Hematoxylin-Eosin staining of duodenum and liver tissues. Figure 1. Hematoxylin-Eosin staining of duodenum and liver tissues. (Lin LY, et al.; 2017)

Materials and Equipment

Before starting the staining procedure, it is essential to gather all the necessary materials and equipment. Here's a list of items you'll need:

Formalin-fixed tissue sections

Hematoxylin stain

Eosin stain

Alcohol solutions (70%, 95%, and absolute)


Distilled water

Glass slides

Cover slips


Safety Precautions

As with any laboratory procedure, it's crucial to prioritize safety. Wear appropriate personal protective equipment, including gloves and a lab coat. Work in a well-ventilated area, and be cautious while handling chemicals.

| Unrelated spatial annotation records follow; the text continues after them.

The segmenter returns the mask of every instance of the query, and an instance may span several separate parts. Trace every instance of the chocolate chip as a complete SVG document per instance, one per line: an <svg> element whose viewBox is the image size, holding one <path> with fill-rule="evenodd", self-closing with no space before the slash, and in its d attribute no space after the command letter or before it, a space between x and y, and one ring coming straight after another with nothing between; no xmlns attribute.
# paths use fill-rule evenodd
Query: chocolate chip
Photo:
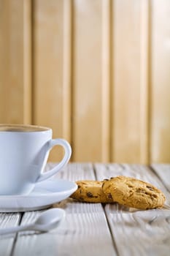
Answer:
<svg viewBox="0 0 170 256"><path fill-rule="evenodd" d="M88 197L93 197L93 195L91 192L88 192L86 195Z"/></svg>
<svg viewBox="0 0 170 256"><path fill-rule="evenodd" d="M108 197L109 199L112 199L112 196L111 193L109 193L109 194L107 195L107 197Z"/></svg>
<svg viewBox="0 0 170 256"><path fill-rule="evenodd" d="M147 188L151 190L151 191L153 190L153 189L152 189L151 187L150 187L150 186L147 186Z"/></svg>

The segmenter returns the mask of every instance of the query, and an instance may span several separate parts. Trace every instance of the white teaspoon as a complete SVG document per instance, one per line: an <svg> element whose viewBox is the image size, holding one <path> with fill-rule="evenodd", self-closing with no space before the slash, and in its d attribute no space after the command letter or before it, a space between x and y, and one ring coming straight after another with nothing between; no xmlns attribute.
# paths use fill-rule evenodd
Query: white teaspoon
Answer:
<svg viewBox="0 0 170 256"><path fill-rule="evenodd" d="M1 229L0 230L0 235L24 230L47 232L56 227L65 217L65 211L63 209L55 208L49 209L41 214L34 223Z"/></svg>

  • Deparaffinization and Rehydration

Start by placing the formalin-fixed tissue sections on glass slides. Tissues are often embedded in paraffin wax for preservation, and the first step is to remove this wax. This is achieved through deparaffinization and rehydration.

a. Place the slides in xylene for 5 minutes to dissolve the paraffin wax.

b. Transfer the slides to a series of alcohol solutions with decreasing concentrations (absolute alcohol, 95%, and 70%) for rehydration. Each step should take approximately 3-5 minutes.

  • Hematoxylin Staining

Hematoxylin is a natural dye that selectively stains nuclei blue, providing contrast to other cellular structures. Follow these steps for Hematoxylin staining:

a. Immerse the slides in a Hematoxylin stain for about 5-10 minutes. The staining time may vary based on the concentration and type of Hematoxylin used.

b. Rinse the slides gently in tap water to remove excess stain.

c. Differentiate the slides in an acidic alcohol solution (1% acid alcohol) until the desired blue color intensity is achieved. This step helps distinguish between different cellular components.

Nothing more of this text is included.